Questa consapevolezza mi fece comprendere che dovevo scegliere, potevo arrendermi a quello che mi accadeva, vivendo una vita creandomi alibi, oppure potevo fare uno sforzo per rendere la vita migliore. Ho iniziato così ad analizzare ciò che mi era accaduto, cercando di dare un significato a tutte le avversità, ma l’essere nata da un fantasma e da un genitore prigioniero nella sua irrisolta esistenza, non offriva speranze.
Sono cresciuta abbandonata a me stessa, priva di qualsiasi sostegno. Ciò ha contribuito a determinare la convinzione di non meritare una presenza importante nella mia esistenza. Non riuscivo a notare le offerte di aiuto, qualsiasi innocua contraddizione la interpretavo come un segnale di rifiuto, per cui non riuscivo a identificare ciò che poteva disconfermare le mie errate convinzioni. In diverse occasioni ero orientata a notare gli stimoli che mi ricordavano gli eventi traumatici, senza rendermi conto che in realtà quelli erano innocue memorie del passato.

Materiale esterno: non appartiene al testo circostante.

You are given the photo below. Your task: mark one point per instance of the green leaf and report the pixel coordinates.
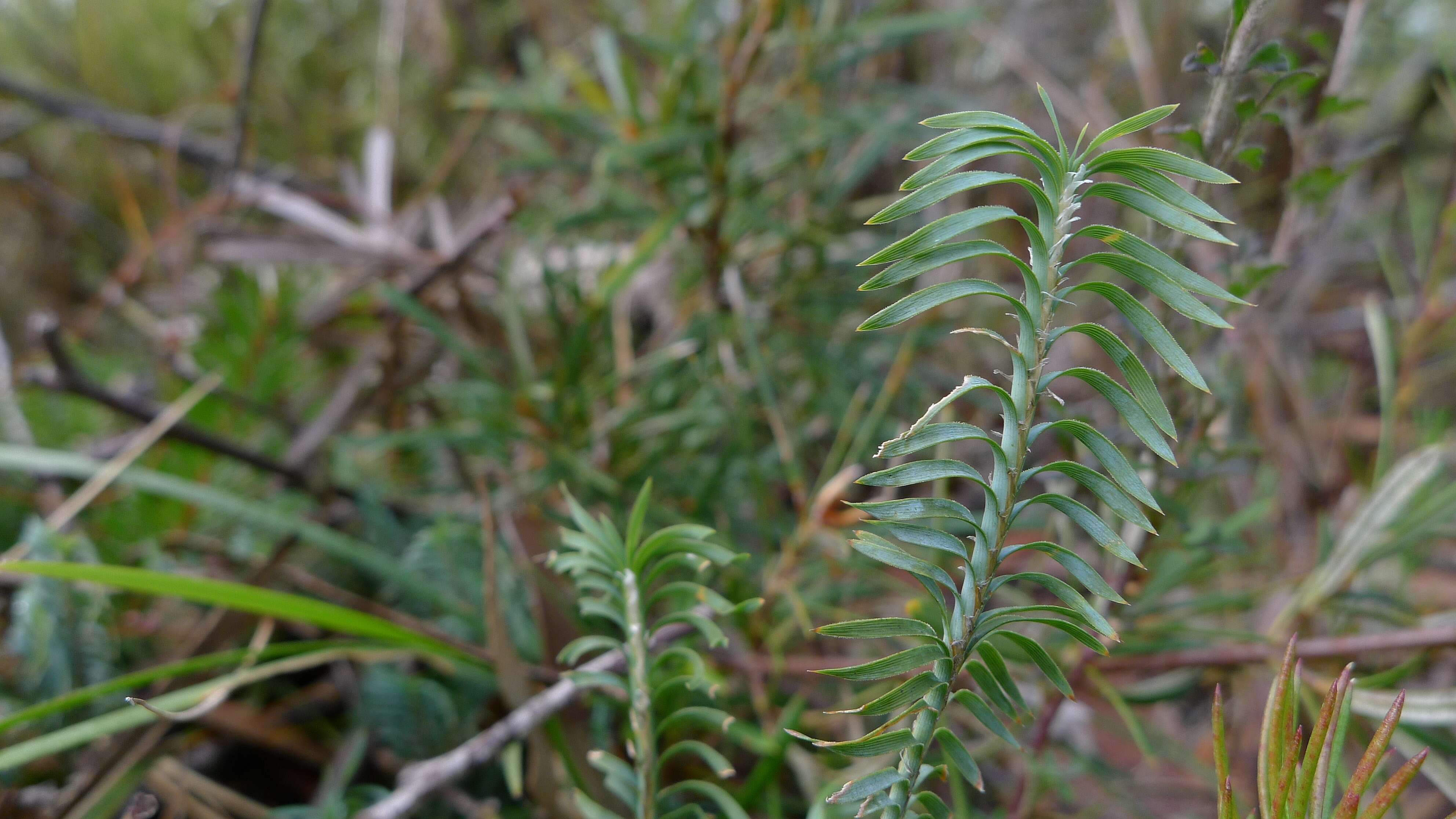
(934, 805)
(708, 629)
(1042, 659)
(165, 671)
(1107, 492)
(978, 120)
(941, 256)
(997, 665)
(932, 435)
(1111, 458)
(1139, 381)
(927, 471)
(714, 793)
(994, 690)
(916, 508)
(573, 652)
(893, 665)
(867, 786)
(922, 537)
(931, 298)
(873, 745)
(702, 716)
(1165, 189)
(1152, 331)
(946, 143)
(1087, 519)
(1160, 159)
(1177, 298)
(1123, 401)
(244, 598)
(949, 187)
(983, 715)
(1075, 566)
(1160, 261)
(941, 231)
(900, 696)
(1132, 126)
(1066, 594)
(883, 552)
(263, 516)
(592, 811)
(713, 758)
(960, 758)
(877, 627)
(956, 159)
(180, 700)
(1155, 209)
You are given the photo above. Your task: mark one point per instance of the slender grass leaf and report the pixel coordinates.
(180, 700)
(267, 518)
(244, 598)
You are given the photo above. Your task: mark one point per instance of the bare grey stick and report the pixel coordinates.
(421, 779)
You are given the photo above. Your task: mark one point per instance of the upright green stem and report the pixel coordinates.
(644, 742)
(947, 671)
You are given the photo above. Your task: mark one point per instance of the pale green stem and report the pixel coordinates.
(644, 742)
(947, 671)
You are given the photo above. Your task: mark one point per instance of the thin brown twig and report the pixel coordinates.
(423, 779)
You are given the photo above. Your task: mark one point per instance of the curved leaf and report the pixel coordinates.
(893, 665)
(1107, 492)
(940, 231)
(1160, 261)
(1087, 519)
(877, 627)
(931, 298)
(1139, 381)
(1042, 659)
(1131, 126)
(1160, 159)
(1157, 209)
(954, 751)
(1126, 406)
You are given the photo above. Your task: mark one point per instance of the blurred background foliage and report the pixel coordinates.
(449, 256)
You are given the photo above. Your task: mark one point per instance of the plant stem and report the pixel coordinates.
(644, 744)
(949, 669)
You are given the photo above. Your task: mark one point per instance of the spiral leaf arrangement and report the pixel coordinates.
(637, 583)
(970, 636)
(1302, 786)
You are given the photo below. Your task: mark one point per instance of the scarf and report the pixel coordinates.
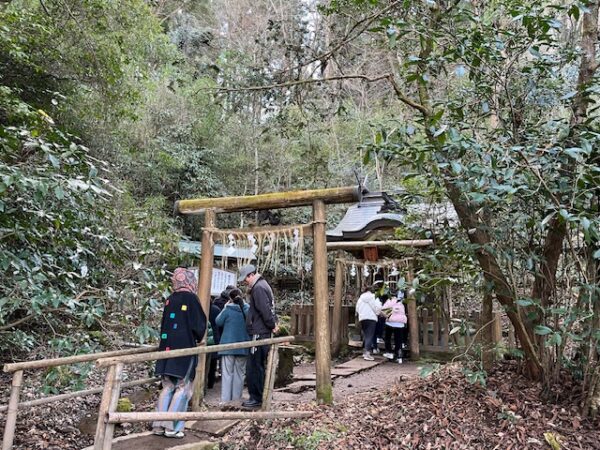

Ho dovuto rinunciare a una parte della mia infanzia e ai miei bisogni di bambina, per liberarmi dal dolore e per dare un significato a tutto ciò che mi era accaduto. Sono così riuscita ad accogliere dentro di me la realtà, ad accettare ciò che non potevo modificare, a cambiare ciò che era possibile, al fine di poter acquisire la capacità a distinguere tra ciò che era nelle mie possibilità di cambiare e ciò che dovevo accettare.
Nel rievocare il passato di bambina ho scoperto che la storia della vita mi ha ingannato, mi ha fatto credere che vi fossero persone cui affidarmi, mentre in realtà non vi era nessuno. Nell’attraversare il mio destino ho dovuto inevitabilmente rivivere antiche paure, ansie, angosce e ho dovuto superare le innumerevoli difficoltà che mi spingevano a evitare quell’intenso antico dolore. Ormai avevo capito che per venire fuori dal passato dovevo passarci in mezzo.
Non ricordo quanti anni avevo, non capivo, non sapevo, tutto è iniziato come un gioco cui non potevo sottrarmi, ero piccola e indifesa, perché chi doveva proteggermi, era sempre assente, anche quando era fisicamente presente, il lavoro, gli amanti. Tutto era più importante di sua figlia. Chi invece doveva proteggermi, mi aveva abbandonato prima che nascessi, nella convinzione che quella fugace scopata fatta con mia madre fosse stato un incosciente incidente, di adolescenti irresponsabili.
A questo pensiero spesso si sovrapponeva l’immagine di un padre che sognavo diverso da quello che la realtà mi suggeriva. Sapevo che per guarire, in qualche modo doveva entrare in me, per riempire quel vuoto che i miei bisogni cercavano di colmare, attraverso i sogni alimentati dall’immaginazione, anche se a volte mi terrorizzava l’idea che le mie fossero solo illusioni. Avevo bisogno di Lui, di conoscerlo come uomo, per capire se poteva anche essere un padre. Forte era il desiderio di sapere perché mi aveva abbandonato ai vampiri del destino.
Sapevo cosa significava volere delle risposte e gradualmente la paura di cambiare si trasformò in un atteggiamento di ricerca, per dimostrare a me stessa che era possibile vincere la battaglia contro il destino. Dovevo conoscere quali erano state le trame che avevano determinato la mia storia di bambina, per acquisire la consapevolezza necessaria per vivere costantemente nel momento presente. Quello che mi era accaduto doveva diventare un normale ricordo autobiografico, da poter narrare con consapevolezza, in modo da comprendere gli eventi e valutarne le conseguenze.
Avevo intuito che era l’unico modo per ricollocare il passato nel passato, evitando così di restare in balia di frammenti emotivi tossici, che m’impigliavano nelle trappole invisibili dei legami disfunzionali del passato, liberi di inquinare quelli del presente, vissuti come fonte di paura, giudizi, colpe, rancori.